598 GW433908 in ART-naive Subjects: Absence of Resistance at 48 Weeks with Boosted Regimen and APV-like Resistance Profile with Unboosted Regimen S. Macmanus1, P.Yates1, S. White2, N. Richards2, W. Snowden*1 1GlaxoSmithKline, Stevenage, UK and 2GlaxoSmithKline, Greenford, UK
Background: GW433908 (908) is an investigational protease inhibitor (PI) for which safety and efficacy results from 2 trials in ART-na´ve HIV-infected subjects (NEAT and SOLO) are presented elsewhere. NEAT and SOLO were randomized 48-wk Phase III studies comparing 908 unboosted (1,400 mg BID n = 166 randomized and exposed) and 908 boosted with ritonavir (908/RTV 1,400/200 mg QD n = 322), respectively, versus nelfinavir (NFV 1,250 mg BID NEAT n = 83: SOLO n = 327). All subjects (total n = 898) received abacavir (ABC) 300 mg BID + lamivudine (3TC) 150 mg BID as their NRTI backbone.
Methods: Emergence of resistance was examined by genotypic and phenotypic analyses (ViroLogic. Inc.) of virus in paired baseline and on-therapy plasma samples from all subjects with VL > 1000 c/ml at 2 consecutive visits between wk 12 and end of study.
Results: NEAT: Mutations characteristic of development of APV resistance were detected in virus from 5/29 (17%) 908 treated subjects analyzed (3% subjects exposed) and included I54L/M, V32I + I47V and M46I. Mutations observed with other PIs (D30N, I54V, V82A/T/S, L90M) were not observed with 908. NFV-selected mutations (D30N, N88D/S, or L90M) were detected in 6/26 (23%) NFV-treated subjects analyzed (7% subjects exposed). SOLO: No selection of resistance by 908/RTV was observed in virus from 31 (0/31 [0%]) subjects analyzed. Emergence of resistance with NFV was significantly greater (p < 0.001) with D30N and/or L90M detected in 20/55 (36%) NFV-treated subjects analyzed. The incidence of 3TC resistance (M184I/V) was significantly lower in 908/RTV-treated than NFV-treated subjects analyzed (4/32 [13%] vs (30/55 [55%] p < 0.001). ABC resistance (M184V + key RT mutations K65R or L74V) was rare (5/898 (< 1%) all ABC exposed) with all phenotypic shifts < 4-fold.
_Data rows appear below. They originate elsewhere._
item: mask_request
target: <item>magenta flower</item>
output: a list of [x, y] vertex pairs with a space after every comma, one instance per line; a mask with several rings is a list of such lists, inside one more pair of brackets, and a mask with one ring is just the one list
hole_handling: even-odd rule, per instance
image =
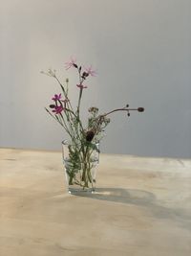
[[65, 69], [68, 70], [71, 67], [77, 67], [76, 65], [76, 58], [71, 57], [70, 60], [65, 62]]
[[86, 86], [86, 85], [84, 85], [82, 83], [76, 84], [76, 86], [79, 87], [79, 88], [82, 88], [82, 89], [88, 88], [88, 86]]
[[96, 71], [92, 69], [92, 65], [90, 67], [85, 68], [88, 75], [91, 75], [92, 77], [96, 77]]
[[53, 112], [55, 114], [60, 114], [63, 110], [64, 110], [64, 107], [60, 105], [55, 105]]
[[54, 102], [57, 102], [57, 101], [60, 101], [61, 98], [62, 98], [61, 93], [59, 95], [54, 94], [54, 97], [52, 98], [52, 100], [54, 101]]

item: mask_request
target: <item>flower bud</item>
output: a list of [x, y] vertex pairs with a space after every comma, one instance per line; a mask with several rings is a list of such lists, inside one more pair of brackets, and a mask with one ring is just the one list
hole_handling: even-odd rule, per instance
[[138, 112], [144, 112], [144, 107], [138, 107]]
[[88, 130], [86, 132], [86, 140], [91, 142], [95, 136], [95, 132], [93, 130]]

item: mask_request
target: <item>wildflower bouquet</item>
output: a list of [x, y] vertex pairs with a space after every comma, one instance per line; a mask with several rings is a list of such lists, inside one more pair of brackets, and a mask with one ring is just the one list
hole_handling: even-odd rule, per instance
[[95, 190], [96, 175], [95, 167], [98, 163], [99, 141], [102, 138], [104, 128], [110, 123], [108, 117], [113, 112], [125, 111], [130, 116], [130, 111], [143, 112], [143, 107], [129, 108], [126, 105], [122, 108], [114, 109], [107, 113], [99, 114], [96, 106], [91, 106], [86, 124], [82, 123], [80, 116], [80, 105], [84, 89], [87, 88], [85, 81], [96, 76], [92, 66], [82, 68], [76, 63], [76, 59], [71, 58], [65, 63], [66, 70], [75, 69], [78, 76], [76, 87], [79, 90], [78, 101], [75, 108], [73, 106], [69, 97], [69, 80], [65, 84], [56, 76], [55, 70], [50, 69], [47, 73], [58, 82], [61, 93], [55, 94], [53, 103], [46, 107], [47, 112], [63, 127], [70, 137], [70, 141], [63, 141], [63, 159], [66, 170], [69, 190], [71, 187], [79, 186], [82, 190]]

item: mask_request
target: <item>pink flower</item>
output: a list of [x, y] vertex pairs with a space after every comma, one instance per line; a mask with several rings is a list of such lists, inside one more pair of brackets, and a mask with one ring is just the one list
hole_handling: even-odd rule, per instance
[[91, 75], [92, 77], [96, 77], [96, 71], [92, 69], [92, 65], [90, 67], [85, 68], [88, 75]]
[[84, 85], [84, 84], [82, 84], [82, 83], [80, 83], [80, 84], [76, 84], [76, 86], [79, 87], [79, 88], [82, 88], [82, 89], [84, 89], [84, 88], [88, 88], [88, 86], [86, 86], [86, 85]]
[[63, 110], [64, 110], [64, 107], [60, 105], [55, 105], [53, 112], [55, 114], [60, 114]]
[[70, 60], [65, 62], [65, 69], [68, 70], [71, 67], [77, 67], [76, 58], [71, 57]]
[[61, 93], [59, 95], [54, 94], [54, 97], [52, 98], [52, 100], [54, 101], [54, 102], [57, 102], [57, 101], [60, 101], [61, 98], [62, 98]]

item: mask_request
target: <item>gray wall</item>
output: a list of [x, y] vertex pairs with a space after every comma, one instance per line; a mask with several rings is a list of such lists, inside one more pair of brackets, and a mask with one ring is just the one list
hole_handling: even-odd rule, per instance
[[[0, 10], [0, 146], [59, 150], [65, 133], [44, 106], [58, 86], [40, 70], [75, 56], [93, 64], [83, 107], [114, 114], [102, 151], [191, 157], [190, 0], [6, 0]], [[86, 115], [86, 110], [83, 115]]]

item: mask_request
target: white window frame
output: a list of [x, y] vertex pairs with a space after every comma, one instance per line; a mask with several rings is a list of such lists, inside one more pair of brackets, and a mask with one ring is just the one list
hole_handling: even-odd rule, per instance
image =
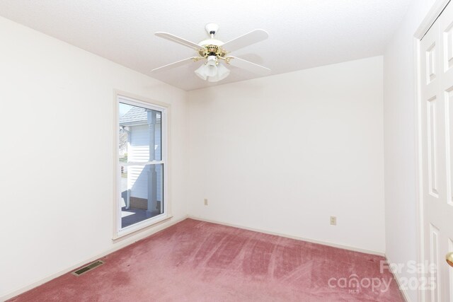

Conclusions: The absence of resistance selection at 48 wks by 908/RTV indicates a high genetic barrier to resistance. Greater selective pressure provided by the boosted regimen reduces the pool of replicating virus, restricting development of resistance to both PI and NRTI components of the regimen. The absence of resistance to 908/RTV and minimal cross-resistance to other PIs after unboosted 908, indicates that the failure of a regimen containing 908▒RTV should have limited impact on susceptibility to subsequent PI-containing therapy.